The Ontario government is also supporting pre-development work for potential new large-scale nuclear development at Bruce Power and three additional small modular reactors at Darlington as part of its plan to taking to meet electricity demand and reduce emissions by supporting the electrification of the province's economy as set out in Powering Ontario's Growth which it published last year.

Historic performance

Pickering is home to six currently operating Candu units supplying around 14% of Ontario's electricity. The plant produced 21.5 TWh of electricity in 2023 - its second-highest output as a six-unit station. The plant also produces around 20% of the world's supply of the medical radioisotope cobalt-60, used to irradiate and sterilise single-use medical devices.

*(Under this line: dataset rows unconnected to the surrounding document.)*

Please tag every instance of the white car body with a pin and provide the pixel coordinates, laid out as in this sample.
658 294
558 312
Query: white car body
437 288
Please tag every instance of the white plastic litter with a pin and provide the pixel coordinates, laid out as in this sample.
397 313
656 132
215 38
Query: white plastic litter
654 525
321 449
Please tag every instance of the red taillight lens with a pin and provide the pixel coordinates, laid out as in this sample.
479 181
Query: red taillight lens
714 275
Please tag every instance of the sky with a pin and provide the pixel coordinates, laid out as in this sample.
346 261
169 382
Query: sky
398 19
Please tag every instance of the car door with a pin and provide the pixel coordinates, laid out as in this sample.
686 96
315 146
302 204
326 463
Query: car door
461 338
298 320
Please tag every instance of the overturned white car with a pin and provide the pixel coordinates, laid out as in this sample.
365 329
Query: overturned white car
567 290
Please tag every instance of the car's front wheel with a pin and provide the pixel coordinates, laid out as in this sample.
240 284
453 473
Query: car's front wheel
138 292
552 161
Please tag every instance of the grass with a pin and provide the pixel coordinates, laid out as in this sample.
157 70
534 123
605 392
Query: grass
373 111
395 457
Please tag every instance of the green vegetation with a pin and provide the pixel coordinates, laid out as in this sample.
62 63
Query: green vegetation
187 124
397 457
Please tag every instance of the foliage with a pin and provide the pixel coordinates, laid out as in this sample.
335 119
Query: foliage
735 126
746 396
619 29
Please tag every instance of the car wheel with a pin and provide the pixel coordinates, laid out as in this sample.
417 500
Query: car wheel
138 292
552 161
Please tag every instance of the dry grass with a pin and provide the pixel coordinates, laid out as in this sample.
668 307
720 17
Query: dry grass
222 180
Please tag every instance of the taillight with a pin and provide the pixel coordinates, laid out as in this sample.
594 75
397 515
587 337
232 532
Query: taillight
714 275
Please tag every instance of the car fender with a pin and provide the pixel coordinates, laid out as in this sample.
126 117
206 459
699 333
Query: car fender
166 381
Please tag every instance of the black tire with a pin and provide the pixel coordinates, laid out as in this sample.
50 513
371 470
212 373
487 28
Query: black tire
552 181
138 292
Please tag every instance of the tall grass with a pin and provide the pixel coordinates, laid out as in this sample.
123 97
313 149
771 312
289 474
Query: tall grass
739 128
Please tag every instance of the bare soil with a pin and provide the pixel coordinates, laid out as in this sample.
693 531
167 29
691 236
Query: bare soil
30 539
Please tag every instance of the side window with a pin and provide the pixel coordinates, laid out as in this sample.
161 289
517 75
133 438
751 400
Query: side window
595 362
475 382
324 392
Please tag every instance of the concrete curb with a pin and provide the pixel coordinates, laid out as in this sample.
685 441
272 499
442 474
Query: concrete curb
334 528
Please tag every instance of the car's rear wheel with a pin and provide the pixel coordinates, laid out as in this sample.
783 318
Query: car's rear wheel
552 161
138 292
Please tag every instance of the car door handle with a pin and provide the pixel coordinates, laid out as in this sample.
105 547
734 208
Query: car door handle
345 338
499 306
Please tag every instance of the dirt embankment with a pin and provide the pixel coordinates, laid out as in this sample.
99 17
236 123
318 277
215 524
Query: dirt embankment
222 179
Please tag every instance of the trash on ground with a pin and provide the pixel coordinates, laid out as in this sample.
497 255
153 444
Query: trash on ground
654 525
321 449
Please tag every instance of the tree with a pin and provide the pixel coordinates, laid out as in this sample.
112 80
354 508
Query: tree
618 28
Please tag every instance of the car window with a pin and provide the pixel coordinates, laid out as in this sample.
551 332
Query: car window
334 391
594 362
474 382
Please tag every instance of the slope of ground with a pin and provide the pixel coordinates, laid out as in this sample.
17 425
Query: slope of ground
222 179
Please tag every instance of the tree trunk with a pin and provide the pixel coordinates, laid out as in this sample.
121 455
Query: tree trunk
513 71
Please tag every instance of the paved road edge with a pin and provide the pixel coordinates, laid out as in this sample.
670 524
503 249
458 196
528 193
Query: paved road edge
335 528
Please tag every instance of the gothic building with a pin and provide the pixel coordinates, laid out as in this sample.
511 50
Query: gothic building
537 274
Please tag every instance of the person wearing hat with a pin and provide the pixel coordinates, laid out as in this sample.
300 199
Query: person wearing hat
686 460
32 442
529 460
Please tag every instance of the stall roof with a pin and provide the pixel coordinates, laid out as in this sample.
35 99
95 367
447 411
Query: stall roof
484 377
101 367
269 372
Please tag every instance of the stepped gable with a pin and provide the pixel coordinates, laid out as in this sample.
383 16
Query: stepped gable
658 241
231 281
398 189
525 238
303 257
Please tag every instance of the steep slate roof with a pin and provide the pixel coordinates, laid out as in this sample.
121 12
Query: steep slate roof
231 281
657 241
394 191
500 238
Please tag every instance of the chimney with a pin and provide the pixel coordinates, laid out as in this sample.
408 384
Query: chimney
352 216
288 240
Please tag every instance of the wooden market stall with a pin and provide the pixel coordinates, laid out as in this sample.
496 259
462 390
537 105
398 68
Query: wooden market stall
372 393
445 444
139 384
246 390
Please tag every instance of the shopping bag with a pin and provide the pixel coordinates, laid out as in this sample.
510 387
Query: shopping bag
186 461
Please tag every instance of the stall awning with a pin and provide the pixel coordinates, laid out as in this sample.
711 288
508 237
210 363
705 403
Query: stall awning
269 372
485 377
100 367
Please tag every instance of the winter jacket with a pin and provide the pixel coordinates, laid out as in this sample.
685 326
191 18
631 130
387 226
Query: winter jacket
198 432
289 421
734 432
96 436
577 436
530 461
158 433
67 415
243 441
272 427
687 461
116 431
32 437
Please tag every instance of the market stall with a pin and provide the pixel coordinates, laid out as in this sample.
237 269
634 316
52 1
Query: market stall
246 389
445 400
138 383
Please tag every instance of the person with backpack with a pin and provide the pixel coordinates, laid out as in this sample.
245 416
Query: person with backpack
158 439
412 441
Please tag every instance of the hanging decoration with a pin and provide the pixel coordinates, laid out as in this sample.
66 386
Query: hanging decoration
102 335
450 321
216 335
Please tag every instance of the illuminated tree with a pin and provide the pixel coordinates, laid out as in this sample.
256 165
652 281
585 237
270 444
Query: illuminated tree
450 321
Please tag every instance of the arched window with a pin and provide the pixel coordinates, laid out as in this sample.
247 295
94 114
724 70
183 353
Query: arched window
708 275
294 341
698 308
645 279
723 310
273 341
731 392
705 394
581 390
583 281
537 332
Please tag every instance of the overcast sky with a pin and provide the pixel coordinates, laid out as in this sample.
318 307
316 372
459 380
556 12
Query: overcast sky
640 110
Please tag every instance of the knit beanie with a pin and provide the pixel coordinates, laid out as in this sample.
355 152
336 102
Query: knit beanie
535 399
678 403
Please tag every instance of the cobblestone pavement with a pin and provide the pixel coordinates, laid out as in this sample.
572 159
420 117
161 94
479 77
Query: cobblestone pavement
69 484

The four units that are to be refurbished, sometimes referred to as Pickering B, began operations in the mid-1980s. The other currently operating reactors - units 1 and 4 - are part of the four-unit Pickering A plant which began operations in the early 1970s and was laid up in 1997. Units 1 and 4 underwent refurbishment before returning to service in the 2003 (unit 4) and 2005 (unit 1), but remain scheduled for closure by the end of 2024. Units 2 and 3 did not return to service after being laid up.